Então, põe-se em foco as ambiciosas metas traçadas pelo novo marco
do saneamento básico (Lei n.º 14.026/2020, que alterou a Lei n.º 11.445/2007)
e a dificuldade estrutural para que os municípios exerçam as competências que
lhes foram atribuídas pelo texto constitucional.
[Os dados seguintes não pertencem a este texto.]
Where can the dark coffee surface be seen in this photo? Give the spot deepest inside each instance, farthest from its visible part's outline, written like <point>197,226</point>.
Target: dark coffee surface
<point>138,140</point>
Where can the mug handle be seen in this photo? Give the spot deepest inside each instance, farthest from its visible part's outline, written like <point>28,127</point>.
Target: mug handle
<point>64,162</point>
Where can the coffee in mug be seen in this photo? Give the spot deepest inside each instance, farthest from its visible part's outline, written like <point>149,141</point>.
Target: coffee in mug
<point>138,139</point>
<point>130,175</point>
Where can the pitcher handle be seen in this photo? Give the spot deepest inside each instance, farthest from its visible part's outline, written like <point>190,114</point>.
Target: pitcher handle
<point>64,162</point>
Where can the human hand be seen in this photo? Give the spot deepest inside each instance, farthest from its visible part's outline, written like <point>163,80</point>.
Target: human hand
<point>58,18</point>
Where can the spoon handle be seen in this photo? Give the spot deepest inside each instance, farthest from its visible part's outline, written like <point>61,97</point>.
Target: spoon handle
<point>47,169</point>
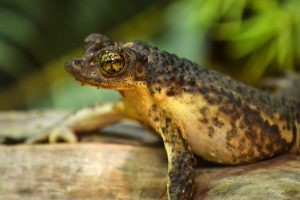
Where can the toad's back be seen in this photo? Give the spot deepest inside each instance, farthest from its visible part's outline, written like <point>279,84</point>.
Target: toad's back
<point>195,111</point>
<point>224,120</point>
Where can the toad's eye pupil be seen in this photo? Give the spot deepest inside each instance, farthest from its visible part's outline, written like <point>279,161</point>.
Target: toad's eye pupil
<point>111,63</point>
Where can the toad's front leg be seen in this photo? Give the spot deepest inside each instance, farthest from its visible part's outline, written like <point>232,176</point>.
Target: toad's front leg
<point>180,162</point>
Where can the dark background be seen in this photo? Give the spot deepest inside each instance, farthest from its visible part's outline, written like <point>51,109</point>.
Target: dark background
<point>248,39</point>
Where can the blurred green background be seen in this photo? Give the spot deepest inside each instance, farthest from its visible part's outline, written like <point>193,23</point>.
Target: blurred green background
<point>247,39</point>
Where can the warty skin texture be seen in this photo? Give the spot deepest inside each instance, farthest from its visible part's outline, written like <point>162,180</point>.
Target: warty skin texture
<point>196,111</point>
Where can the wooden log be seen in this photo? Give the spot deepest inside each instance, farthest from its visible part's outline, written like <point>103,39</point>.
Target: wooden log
<point>130,171</point>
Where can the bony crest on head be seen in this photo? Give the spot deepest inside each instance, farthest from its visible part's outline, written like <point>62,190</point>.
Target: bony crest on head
<point>112,63</point>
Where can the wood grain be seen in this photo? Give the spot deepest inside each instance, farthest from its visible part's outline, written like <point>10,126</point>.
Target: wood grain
<point>131,171</point>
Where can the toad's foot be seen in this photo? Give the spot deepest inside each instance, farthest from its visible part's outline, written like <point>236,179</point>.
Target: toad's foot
<point>53,135</point>
<point>83,120</point>
<point>180,163</point>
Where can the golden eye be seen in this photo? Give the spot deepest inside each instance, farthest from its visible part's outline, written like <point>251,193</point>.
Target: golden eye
<point>112,64</point>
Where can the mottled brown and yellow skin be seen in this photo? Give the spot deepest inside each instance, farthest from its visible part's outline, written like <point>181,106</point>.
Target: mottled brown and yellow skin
<point>196,111</point>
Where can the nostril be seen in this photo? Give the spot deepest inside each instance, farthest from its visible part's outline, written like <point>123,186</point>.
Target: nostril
<point>72,65</point>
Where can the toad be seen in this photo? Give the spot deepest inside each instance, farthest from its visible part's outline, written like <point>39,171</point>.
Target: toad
<point>196,111</point>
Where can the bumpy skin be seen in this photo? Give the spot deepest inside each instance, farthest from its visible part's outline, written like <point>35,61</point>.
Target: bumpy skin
<point>195,110</point>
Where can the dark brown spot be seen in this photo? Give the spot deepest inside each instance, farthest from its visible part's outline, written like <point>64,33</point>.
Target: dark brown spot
<point>217,122</point>
<point>211,132</point>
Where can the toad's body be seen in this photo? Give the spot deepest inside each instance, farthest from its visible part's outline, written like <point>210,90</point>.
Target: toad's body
<point>193,109</point>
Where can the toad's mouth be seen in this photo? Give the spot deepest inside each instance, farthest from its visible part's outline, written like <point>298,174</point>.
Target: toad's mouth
<point>87,73</point>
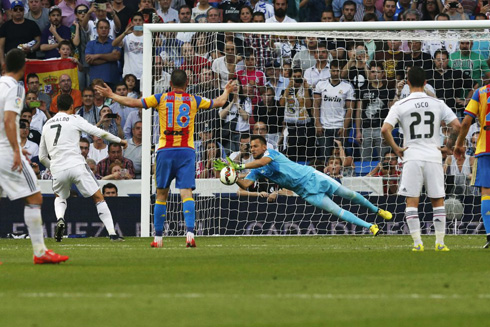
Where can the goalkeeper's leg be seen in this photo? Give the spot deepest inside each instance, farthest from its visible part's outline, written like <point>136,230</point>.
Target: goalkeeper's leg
<point>326,203</point>
<point>356,198</point>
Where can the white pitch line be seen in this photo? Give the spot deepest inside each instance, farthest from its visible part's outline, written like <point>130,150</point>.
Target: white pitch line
<point>264,296</point>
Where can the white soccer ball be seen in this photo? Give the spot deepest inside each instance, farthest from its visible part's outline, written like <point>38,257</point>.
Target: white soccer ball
<point>228,176</point>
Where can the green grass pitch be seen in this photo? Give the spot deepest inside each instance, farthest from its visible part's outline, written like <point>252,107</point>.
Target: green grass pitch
<point>248,281</point>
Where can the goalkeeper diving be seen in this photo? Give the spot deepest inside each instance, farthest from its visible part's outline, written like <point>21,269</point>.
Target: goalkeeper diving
<point>313,186</point>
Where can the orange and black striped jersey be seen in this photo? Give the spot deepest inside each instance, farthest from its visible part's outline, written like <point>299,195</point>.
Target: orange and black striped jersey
<point>479,109</point>
<point>177,112</point>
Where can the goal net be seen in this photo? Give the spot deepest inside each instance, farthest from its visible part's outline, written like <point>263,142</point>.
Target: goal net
<point>318,92</point>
A exitosa contribuição que os consórcios públicos têm apresentado em
termos de cooperação vertical e horizontal interfederativa sugere que o modelo
pode ser replicado nos assuntos afetos ao saneamento básico, pois tem
capacidade para alcançar escala econômica e técnica que, isoladamente, o
poder local não detém.
- FEDERALISMO E DESCENTRALIZAÇÃO POLÍTICA
A caracterização de um estado como federativo admite as mais variadas
flexões na extensão e na distribuição de poderes. Seu conceito doutrinário é
também objeto de dissenções na ciência política e nos manuais jurídicos de
Teoria Geral do Estado.
Entretanto, há ponto comum quanto a sua característica mais básica que
é a divisão garantida de poder entre governos centrais e regionais (LIJPHART,
2021). A definição mais conhecida foi a cunhada por W. Riker de que:
“Federalismo é uma organização política na qual as atividades governamentais
estão divididas entre os governos regionais e um governo central de tal
maneira que cada um desses governos tenha algumas atividades sobre as
quais tomará decisões finais” (RIKER, 1975, p. 101 apud LIJPHART, 2021). A
definição Estado Federal, na concepção de Jellinek, é a de: “Estado soberano,
formado por uma pluralidade de Estados-membros, ligados numa unidade
estatal” (G. JELLINEK, apud BONAVIDES, 2015, p. 193).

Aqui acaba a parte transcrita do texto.